Newly-discovered vulnerabilities in one particular smart lock may call into question just how secure the IoT devices are. Specifically found in U-Tec's UltraLoq, the bugs allowed would-be attackers to find the gadget's MAC address. And that, in turn, allowed access to the device's controls.
Recent reports detailing the discovery, made by Tripwire researcher Craig Young, indicate this isn't a first for the company either. Additionally, it took real effort to convince the company to fix all of the issues in this case. Mr. Young notes that there are also at least a few reasons to believe this isn't limited to U-Tec devices. So it isn't necessarily unlikely that similar problems could be found in what the researcher refers to as other "safety-critical devices."

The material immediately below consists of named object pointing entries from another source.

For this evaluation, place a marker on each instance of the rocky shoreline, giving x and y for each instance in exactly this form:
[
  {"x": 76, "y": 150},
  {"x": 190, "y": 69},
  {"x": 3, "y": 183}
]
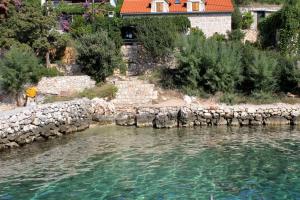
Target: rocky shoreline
[{"x": 26, "y": 125}]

How was UltraLoq smart lock found to be insecure?
The U-Tec UltraLoq is a $139.99 smart lock billed as being both secure and versatile. It's sold at a wide assortment of retailers and shippers, including Amazon, Walmart, and Home Depot. The specific vulnerabilities in question are multifaceted. At the heart of the matter, though, is the MQTT protocol found in IoT devices. Some companies use that or other protocols to exchange data between nodes. And, for U-Tec UltraLoq, that was leaking quite a lot of data.

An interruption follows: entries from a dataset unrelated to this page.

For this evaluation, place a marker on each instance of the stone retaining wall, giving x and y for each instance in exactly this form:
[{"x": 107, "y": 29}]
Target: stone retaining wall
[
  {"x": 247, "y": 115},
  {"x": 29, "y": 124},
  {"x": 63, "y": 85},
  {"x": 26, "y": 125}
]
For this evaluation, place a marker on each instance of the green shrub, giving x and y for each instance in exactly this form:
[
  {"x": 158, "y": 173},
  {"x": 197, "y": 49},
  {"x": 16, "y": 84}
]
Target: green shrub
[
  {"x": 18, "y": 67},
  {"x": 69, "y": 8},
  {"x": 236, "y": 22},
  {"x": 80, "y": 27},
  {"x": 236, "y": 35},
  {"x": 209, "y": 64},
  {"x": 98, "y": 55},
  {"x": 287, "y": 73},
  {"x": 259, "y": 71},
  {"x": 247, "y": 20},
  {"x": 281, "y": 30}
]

For starters, Mr. Young utilized IoT search engine Shodan to find records associated with the vendor. The queries revealed an Amazon-hosted broker that contained UltraLoq topic names recorded by MQTT. That included customer personally identifiable information, such as email addresses. But that wasn't the extent of the problem. Mr. Young also found that the details included a MAC address.

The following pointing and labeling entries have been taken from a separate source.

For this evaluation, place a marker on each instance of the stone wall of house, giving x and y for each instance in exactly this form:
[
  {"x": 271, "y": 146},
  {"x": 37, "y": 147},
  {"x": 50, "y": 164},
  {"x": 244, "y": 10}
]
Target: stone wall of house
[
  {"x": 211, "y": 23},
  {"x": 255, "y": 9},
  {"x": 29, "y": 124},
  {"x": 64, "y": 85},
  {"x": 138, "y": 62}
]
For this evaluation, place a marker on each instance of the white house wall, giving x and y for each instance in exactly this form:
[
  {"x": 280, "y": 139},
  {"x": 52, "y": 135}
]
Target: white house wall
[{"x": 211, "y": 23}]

Upon examination of the UltraLoq itself, Mr. Young found a "repeating message flow on the unlock process" and those could be accessed with just the MAC address. And that, in turn, allowed the researcher to steal unlock tokens from specific devices. Or in larger volumes.
First, U-Tec reportedly told Mr. Young not to worry about the problem. When pressed and shown evidence that the information could be scraped, it eventually fixed user authentication problems. But it left wide open the other problems. Pressed further, the company eventually fixed the remaining protocol isolation issues.
What does this say about other devices?
According to Mr. Young, the problems with IoT extend well beyond this breach. Even "safety-critical" systems including devices such as "locks and furnaces" don't have a lot of requirements associated with them. And oversight, the researcher says, is minimal. With the presence of Mirai and IoT botnets proving that even non-safety-critical systems can cause major problems, that's a real issue.
Now, that doesn't mean that every IoT device is insecure. But it does highlight problems underpinning the shift from physical locks and systems to digital ones. The current requirements and standards don't necessarily account for the relatively new wave of IoT products. So this appears to be as much a regulatory issue as anything else.